Plötzlich schaut Herr S. mich an und fragt:" Was machen Sie eigentlich beruflich?" Diesmal fühle ich mich wie kalt geduscht, ich fasse mich und sage:" Ich bin Trauerredner, ich werde beauftragt, wenn kein Pfarrer oder Priester gewünscht wird"
"Ach so", sagt Herr S. "ich dachte, Sie machen was im Büro"
Ich verabschiede mich höflich und blicke auf die Uhr, dieses Trauergespräch hat keine 20 Minuten gedauert, das ist mein absoluter Rekord, nicht, dass ich mir das so gewünscht hätte, aber 20 Minuten, das hatte ich noch nie, kürzer geht kaum noch.
Am nächsten Tag rufe ich den Bestatter an und informiere ihn über das wenig ergiebige Gespräch, er verspricht mir Abhilfe durch einen weiteren Bruder, welchen er befragen will, tatsächlich erhalte ich von diesem Bruder am nächsten Tag einige schriftliche Aufzeichnungen über das Leben des Verstorbenen.
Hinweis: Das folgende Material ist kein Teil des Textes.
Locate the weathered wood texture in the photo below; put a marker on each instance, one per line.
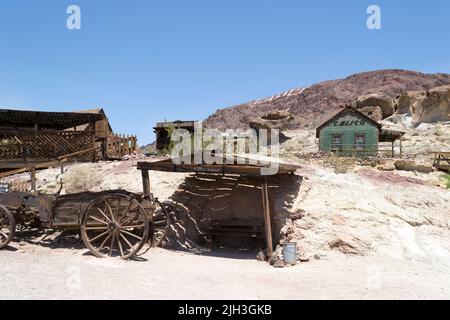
(442, 161)
(118, 146)
(43, 145)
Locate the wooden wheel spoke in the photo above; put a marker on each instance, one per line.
(139, 226)
(118, 208)
(126, 240)
(115, 225)
(98, 220)
(113, 239)
(104, 241)
(110, 210)
(132, 235)
(120, 245)
(103, 214)
(130, 219)
(3, 234)
(99, 236)
(96, 228)
(126, 211)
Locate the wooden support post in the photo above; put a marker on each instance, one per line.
(146, 182)
(267, 221)
(33, 179)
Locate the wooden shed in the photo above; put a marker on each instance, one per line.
(30, 137)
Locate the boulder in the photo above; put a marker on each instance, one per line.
(375, 113)
(388, 166)
(279, 264)
(278, 119)
(426, 106)
(345, 243)
(378, 100)
(261, 256)
(411, 165)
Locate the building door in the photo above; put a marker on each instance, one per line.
(336, 144)
(360, 141)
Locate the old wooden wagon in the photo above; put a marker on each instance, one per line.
(112, 223)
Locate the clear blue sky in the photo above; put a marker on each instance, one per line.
(150, 60)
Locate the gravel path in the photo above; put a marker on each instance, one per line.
(36, 272)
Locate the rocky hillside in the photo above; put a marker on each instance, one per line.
(311, 106)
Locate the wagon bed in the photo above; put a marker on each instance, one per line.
(112, 223)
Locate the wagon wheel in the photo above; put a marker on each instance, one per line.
(7, 227)
(115, 225)
(160, 225)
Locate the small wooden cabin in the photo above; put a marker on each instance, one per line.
(349, 132)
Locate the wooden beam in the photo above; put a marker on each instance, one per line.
(146, 183)
(267, 219)
(33, 179)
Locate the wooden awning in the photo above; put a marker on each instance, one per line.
(388, 135)
(245, 169)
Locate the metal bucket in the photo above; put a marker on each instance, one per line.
(290, 253)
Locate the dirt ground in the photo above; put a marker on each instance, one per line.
(31, 271)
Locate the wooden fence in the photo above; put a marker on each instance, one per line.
(25, 146)
(43, 145)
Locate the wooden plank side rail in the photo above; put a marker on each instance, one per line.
(442, 161)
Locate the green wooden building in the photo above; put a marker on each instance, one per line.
(349, 132)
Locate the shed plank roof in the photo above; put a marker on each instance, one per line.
(45, 119)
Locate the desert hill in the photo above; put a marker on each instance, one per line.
(311, 106)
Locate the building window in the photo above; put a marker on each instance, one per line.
(336, 143)
(360, 141)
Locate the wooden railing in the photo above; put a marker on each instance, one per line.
(44, 145)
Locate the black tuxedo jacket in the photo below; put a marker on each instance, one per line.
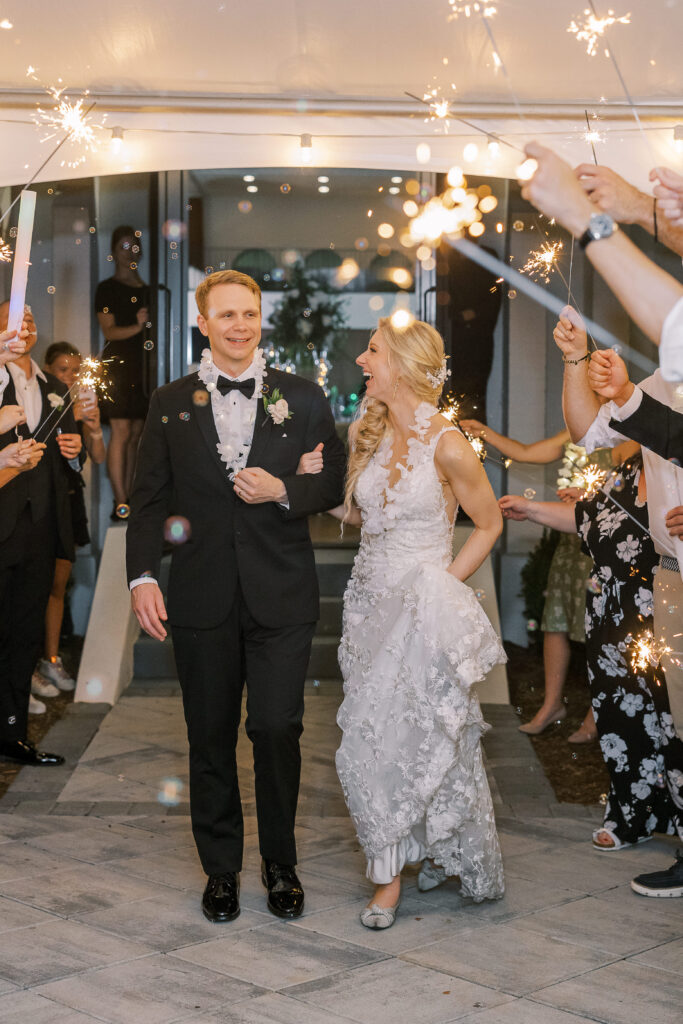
(263, 549)
(46, 486)
(655, 426)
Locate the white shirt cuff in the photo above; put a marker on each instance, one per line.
(139, 581)
(629, 408)
(671, 344)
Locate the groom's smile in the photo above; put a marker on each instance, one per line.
(232, 326)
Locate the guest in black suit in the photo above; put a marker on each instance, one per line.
(218, 464)
(35, 527)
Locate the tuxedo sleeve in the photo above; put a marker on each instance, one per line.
(655, 426)
(311, 493)
(151, 499)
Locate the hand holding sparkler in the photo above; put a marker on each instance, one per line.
(70, 445)
(514, 507)
(554, 189)
(674, 521)
(613, 195)
(12, 344)
(10, 417)
(22, 455)
(669, 193)
(569, 335)
(608, 376)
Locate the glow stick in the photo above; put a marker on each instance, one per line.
(22, 260)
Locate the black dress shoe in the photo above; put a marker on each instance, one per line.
(285, 892)
(221, 897)
(26, 754)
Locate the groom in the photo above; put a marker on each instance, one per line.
(217, 469)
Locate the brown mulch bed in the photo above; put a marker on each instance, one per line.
(39, 725)
(577, 773)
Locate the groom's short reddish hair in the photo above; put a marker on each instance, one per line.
(223, 278)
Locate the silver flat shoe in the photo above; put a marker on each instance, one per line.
(379, 916)
(430, 876)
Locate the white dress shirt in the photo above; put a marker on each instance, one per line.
(28, 391)
(671, 344)
(665, 480)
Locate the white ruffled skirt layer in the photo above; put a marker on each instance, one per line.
(410, 761)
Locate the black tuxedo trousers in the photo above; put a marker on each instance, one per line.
(242, 601)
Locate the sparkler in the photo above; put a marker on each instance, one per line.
(591, 28)
(470, 7)
(71, 118)
(646, 650)
(542, 262)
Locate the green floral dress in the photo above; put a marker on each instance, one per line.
(564, 610)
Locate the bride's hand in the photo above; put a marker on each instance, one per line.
(311, 462)
(514, 507)
(473, 427)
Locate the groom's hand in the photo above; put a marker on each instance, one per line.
(148, 606)
(255, 486)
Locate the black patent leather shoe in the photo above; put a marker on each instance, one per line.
(221, 897)
(285, 891)
(26, 754)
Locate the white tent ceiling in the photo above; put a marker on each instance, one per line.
(235, 84)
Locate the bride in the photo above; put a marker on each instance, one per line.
(415, 638)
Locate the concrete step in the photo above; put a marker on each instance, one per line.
(155, 660)
(330, 623)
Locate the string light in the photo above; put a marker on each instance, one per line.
(470, 7)
(591, 28)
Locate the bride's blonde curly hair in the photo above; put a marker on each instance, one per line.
(415, 351)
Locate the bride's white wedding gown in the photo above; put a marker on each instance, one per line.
(415, 640)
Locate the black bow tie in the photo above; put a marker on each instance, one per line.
(247, 387)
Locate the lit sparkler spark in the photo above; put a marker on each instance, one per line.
(594, 477)
(71, 118)
(646, 650)
(91, 377)
(542, 262)
(470, 7)
(591, 28)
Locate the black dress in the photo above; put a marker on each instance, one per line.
(129, 371)
(642, 753)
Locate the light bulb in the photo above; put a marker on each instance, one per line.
(117, 140)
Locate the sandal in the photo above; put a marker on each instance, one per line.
(616, 843)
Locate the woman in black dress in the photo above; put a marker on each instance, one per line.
(642, 753)
(122, 306)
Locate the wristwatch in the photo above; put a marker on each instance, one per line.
(601, 225)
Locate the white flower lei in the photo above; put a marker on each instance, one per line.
(233, 455)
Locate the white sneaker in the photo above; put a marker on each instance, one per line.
(41, 687)
(36, 707)
(55, 672)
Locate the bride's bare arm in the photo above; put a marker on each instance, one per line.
(457, 462)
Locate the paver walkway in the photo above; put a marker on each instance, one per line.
(99, 890)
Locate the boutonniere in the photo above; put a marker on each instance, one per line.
(276, 407)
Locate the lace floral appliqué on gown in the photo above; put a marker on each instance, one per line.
(415, 641)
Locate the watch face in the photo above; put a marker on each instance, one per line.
(601, 225)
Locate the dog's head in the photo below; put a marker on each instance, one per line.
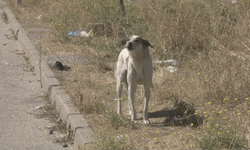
(135, 43)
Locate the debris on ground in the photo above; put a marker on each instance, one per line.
(59, 66)
(78, 33)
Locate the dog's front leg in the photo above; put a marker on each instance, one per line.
(146, 101)
(131, 97)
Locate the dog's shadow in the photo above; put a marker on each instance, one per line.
(176, 117)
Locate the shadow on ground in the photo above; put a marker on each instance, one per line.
(182, 115)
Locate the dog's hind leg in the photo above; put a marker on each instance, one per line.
(131, 98)
(119, 96)
(146, 101)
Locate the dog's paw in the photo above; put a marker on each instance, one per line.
(146, 122)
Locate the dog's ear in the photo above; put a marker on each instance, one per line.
(124, 41)
(146, 43)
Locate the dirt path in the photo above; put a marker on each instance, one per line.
(20, 94)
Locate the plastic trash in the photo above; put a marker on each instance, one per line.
(86, 33)
(83, 33)
(75, 34)
(172, 69)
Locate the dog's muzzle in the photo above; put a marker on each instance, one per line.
(130, 46)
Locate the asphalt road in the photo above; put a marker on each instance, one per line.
(20, 94)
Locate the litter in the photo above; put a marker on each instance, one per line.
(59, 66)
(38, 107)
(83, 33)
(172, 69)
(75, 34)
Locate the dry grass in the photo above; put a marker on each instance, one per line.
(204, 105)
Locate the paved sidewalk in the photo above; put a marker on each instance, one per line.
(20, 94)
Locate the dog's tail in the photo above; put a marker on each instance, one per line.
(115, 68)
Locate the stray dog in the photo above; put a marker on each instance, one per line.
(134, 67)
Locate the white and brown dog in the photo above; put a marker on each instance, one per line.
(134, 67)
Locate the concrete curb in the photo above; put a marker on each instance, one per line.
(69, 114)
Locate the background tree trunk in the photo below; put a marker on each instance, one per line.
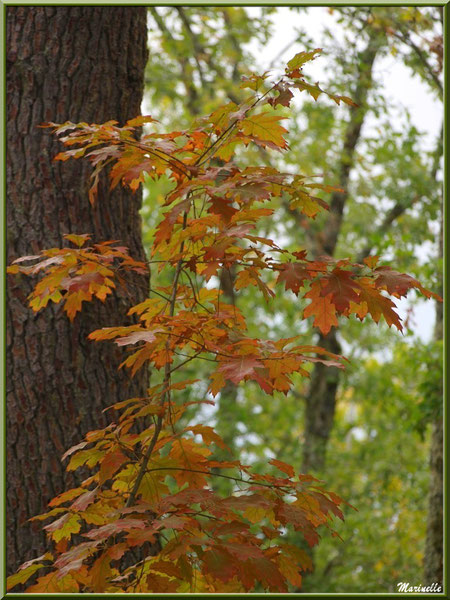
(63, 63)
(321, 397)
(434, 543)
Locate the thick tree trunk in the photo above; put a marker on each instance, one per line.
(321, 397)
(78, 63)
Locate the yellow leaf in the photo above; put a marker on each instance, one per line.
(265, 127)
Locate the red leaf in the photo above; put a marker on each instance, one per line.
(240, 367)
(342, 287)
(293, 275)
(322, 308)
(285, 468)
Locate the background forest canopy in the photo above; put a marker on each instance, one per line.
(373, 431)
(372, 437)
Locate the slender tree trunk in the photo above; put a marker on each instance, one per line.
(77, 63)
(321, 397)
(434, 559)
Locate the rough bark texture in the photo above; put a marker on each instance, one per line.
(80, 64)
(321, 398)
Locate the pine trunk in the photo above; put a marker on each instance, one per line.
(77, 63)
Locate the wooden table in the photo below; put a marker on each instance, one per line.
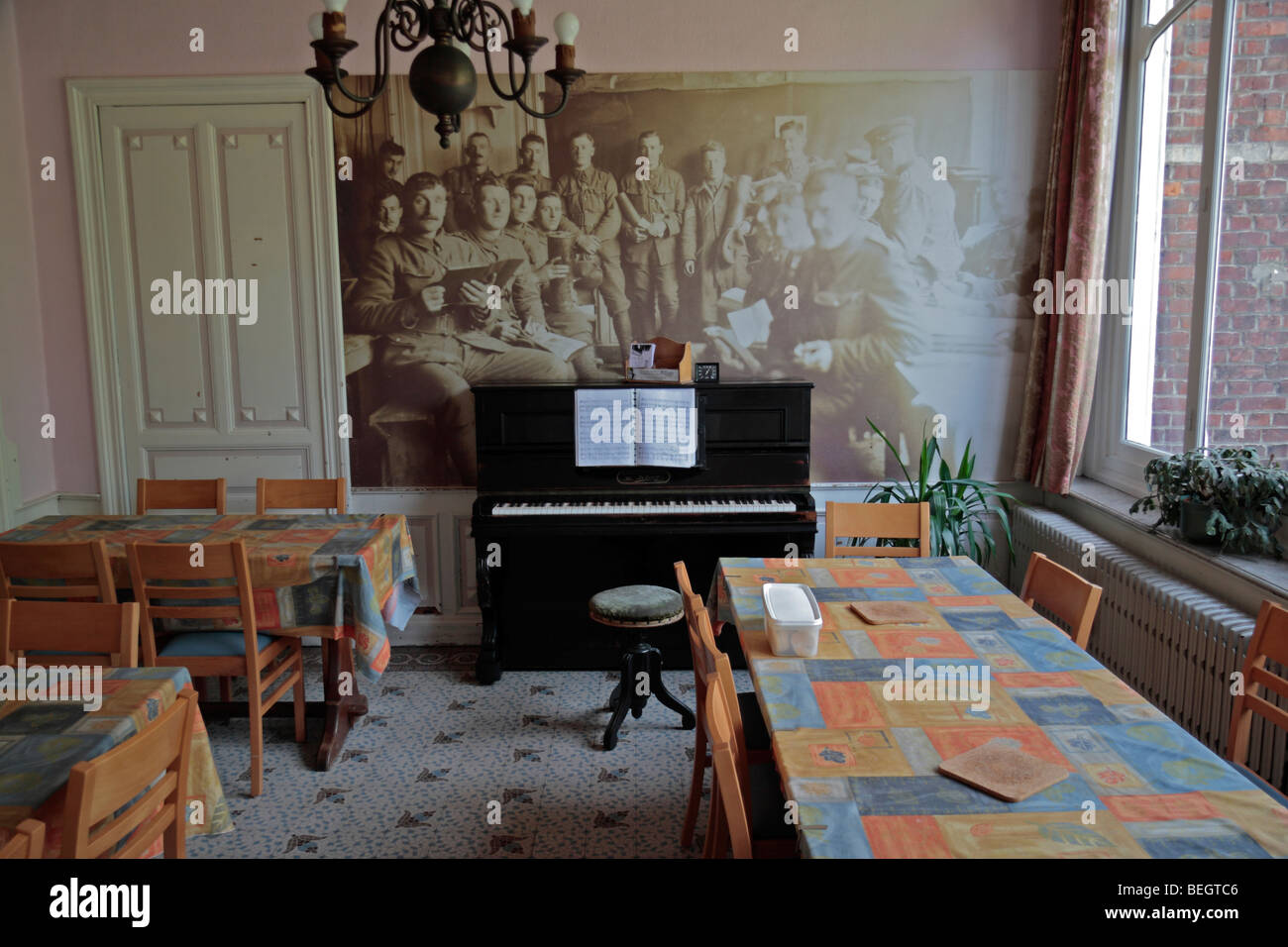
(859, 757)
(42, 741)
(340, 578)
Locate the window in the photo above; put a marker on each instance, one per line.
(1201, 228)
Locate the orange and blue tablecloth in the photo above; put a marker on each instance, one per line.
(859, 758)
(326, 575)
(40, 741)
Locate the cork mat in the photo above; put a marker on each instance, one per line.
(1004, 771)
(890, 612)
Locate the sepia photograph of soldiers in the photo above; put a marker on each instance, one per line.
(833, 268)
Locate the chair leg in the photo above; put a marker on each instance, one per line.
(715, 823)
(257, 728)
(699, 768)
(297, 660)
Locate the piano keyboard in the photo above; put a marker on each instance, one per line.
(616, 508)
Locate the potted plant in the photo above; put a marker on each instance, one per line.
(1224, 495)
(960, 506)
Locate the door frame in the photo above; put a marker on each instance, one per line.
(85, 97)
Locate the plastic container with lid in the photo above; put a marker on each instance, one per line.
(793, 618)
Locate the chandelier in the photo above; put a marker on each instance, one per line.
(442, 77)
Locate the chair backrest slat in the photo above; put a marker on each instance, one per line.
(883, 521)
(181, 495)
(1064, 592)
(56, 570)
(1269, 643)
(81, 631)
(98, 789)
(300, 495)
(27, 841)
(160, 562)
(729, 776)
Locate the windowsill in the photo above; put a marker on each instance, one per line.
(1203, 566)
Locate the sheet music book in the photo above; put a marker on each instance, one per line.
(636, 427)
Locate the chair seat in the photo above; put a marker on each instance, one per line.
(210, 644)
(636, 605)
(754, 729)
(1261, 784)
(768, 804)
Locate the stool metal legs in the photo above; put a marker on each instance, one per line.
(647, 660)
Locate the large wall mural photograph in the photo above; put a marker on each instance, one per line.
(875, 234)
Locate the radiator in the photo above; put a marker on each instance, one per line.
(1173, 644)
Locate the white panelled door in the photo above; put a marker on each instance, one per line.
(214, 274)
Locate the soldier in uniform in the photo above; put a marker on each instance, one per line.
(460, 182)
(429, 350)
(563, 316)
(917, 210)
(532, 153)
(385, 213)
(795, 165)
(652, 218)
(590, 202)
(706, 221)
(859, 313)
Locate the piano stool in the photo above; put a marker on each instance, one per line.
(638, 608)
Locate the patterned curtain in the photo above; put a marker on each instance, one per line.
(1076, 228)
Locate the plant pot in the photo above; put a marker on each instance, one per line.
(1193, 523)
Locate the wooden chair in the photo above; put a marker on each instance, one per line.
(97, 789)
(29, 840)
(265, 661)
(758, 784)
(1064, 592)
(299, 495)
(747, 802)
(724, 759)
(883, 521)
(1269, 643)
(69, 631)
(181, 495)
(703, 650)
(56, 570)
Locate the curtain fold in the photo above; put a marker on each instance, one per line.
(1080, 182)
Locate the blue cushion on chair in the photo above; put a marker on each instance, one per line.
(1261, 785)
(211, 644)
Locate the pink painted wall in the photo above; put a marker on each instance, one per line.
(60, 39)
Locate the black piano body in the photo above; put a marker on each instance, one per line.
(549, 535)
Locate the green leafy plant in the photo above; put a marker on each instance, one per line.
(1244, 495)
(960, 506)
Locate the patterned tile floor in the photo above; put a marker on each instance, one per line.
(437, 754)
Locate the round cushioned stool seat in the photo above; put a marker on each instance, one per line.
(636, 605)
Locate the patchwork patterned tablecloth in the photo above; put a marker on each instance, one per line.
(858, 748)
(40, 741)
(325, 575)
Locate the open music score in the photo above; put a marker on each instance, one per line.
(636, 427)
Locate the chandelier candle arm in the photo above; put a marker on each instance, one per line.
(443, 80)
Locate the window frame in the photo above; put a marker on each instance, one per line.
(1109, 458)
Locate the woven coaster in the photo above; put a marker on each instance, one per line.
(890, 612)
(1004, 771)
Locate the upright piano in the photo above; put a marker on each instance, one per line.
(549, 534)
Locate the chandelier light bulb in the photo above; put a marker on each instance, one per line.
(567, 27)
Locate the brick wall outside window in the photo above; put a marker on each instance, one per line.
(1249, 343)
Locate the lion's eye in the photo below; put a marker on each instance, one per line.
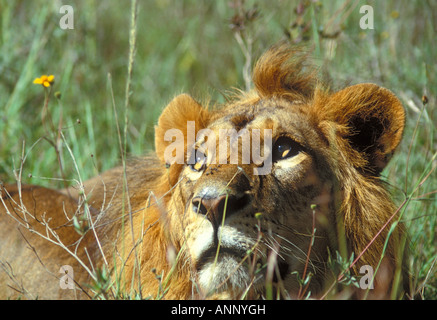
(199, 161)
(284, 148)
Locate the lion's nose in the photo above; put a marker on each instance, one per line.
(219, 208)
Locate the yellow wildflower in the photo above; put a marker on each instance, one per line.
(44, 80)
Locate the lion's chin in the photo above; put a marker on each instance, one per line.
(227, 274)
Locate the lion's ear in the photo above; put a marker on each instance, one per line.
(372, 119)
(175, 122)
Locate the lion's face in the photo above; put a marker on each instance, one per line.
(262, 190)
(243, 220)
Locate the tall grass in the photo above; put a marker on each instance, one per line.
(205, 48)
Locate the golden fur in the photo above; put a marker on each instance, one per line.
(160, 224)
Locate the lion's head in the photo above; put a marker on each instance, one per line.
(268, 187)
(252, 199)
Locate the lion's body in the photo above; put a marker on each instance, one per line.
(227, 227)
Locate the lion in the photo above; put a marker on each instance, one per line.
(269, 209)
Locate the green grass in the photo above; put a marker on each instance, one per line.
(189, 46)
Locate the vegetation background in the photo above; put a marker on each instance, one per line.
(204, 48)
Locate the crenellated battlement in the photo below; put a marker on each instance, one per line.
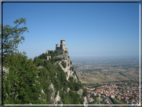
(62, 49)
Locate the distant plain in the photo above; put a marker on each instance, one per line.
(104, 70)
Leider beginnen diese mit der Flucht und Vertreibung aus dem Sudetenland und enden mit dem Hinweis, der Bruder sei gerne Rad gefahren...
Um dem ganzen noch die Krone aufzusetzen, ruft mich Herr S. noch an um mir zu sagen, ihm wäre nochwas eingefallen: Man wäre nicht nur an der See gerne Rad gefahren, sondern auch in H.
Ich nehme also alle Infos zur Hand und formuliere daraus eine Rede, ich erwähne die Pünktlichkeit und Gewissenhaftigkeit des Verstorbenen als Arbeitnehmer und seine Naturverbundenheit zur See und seine Liebe zum Radfahren, weiterhin seine Aufgabe als Patenonkel und sein Interesse am Fußball. Ich flechte einige Standartformulierungen ein und fühle mich dabei schrecklich, ich hasse sowas und vermeide das soweit es geht, aber hier hilft alles nichts, ich muss die Rede "aufblasen".
So stehe ich also am Rednerpult, die Kapelle ist halbvoll, die Urne steht vorne und ist mit Blumen geschmückt, darunter der Kranz der Brüder und der des Patenkindes.
Der Organist spielt die besprochenen Stücke, ich halte die Rede und der Organist setzt den Schlußpunkt.
Die Türen der Kapelle öffnen sich, der  kleine Bestatter und seine üppige Lebensgefährtin treten ein, gehen nach vorne, verbeugen sich und verstauen die Urne in einem hölzernen Tragegestell, sie wenden sich um, gehen durch den Mittelgang hinaus, ich folge ihnen, hinter mir geht die Trauergemeinde.
Als wir am Grab ankommen, lese ich das "Vater Unser", das hatte sich Herr S. so gewünscht für seinen Bruder, denn schließlich war der ja nur wegen des Geldes ausgetreten aus der Kirche...
Nach dem "Vater Unser" lässt der Bestatter die Urne in das kleine Grab sinken und jeder Gast tritt noch an das Grab heran um ein Blümchen auf die Urne zu werfen.
Eine ältere Dame kommt zu mir, fasst mich am Arm und sagt:" Genauso wie Sie gesprochen haben, so war unser Gerd, das haben Sie sehr schön gemacht"
Ich sage ihr, dass es mich sehr freut, dass es ihr gefallen hat und verabschiede mich.

Ja, es freut mich, dass es den Menschen gefallen hat, aber innerlich bin ich nicht zufrieden, ich fühle mich nicht gut dabei und hoffe, dass so eine Situation so schnell nicht wieder vorkommt.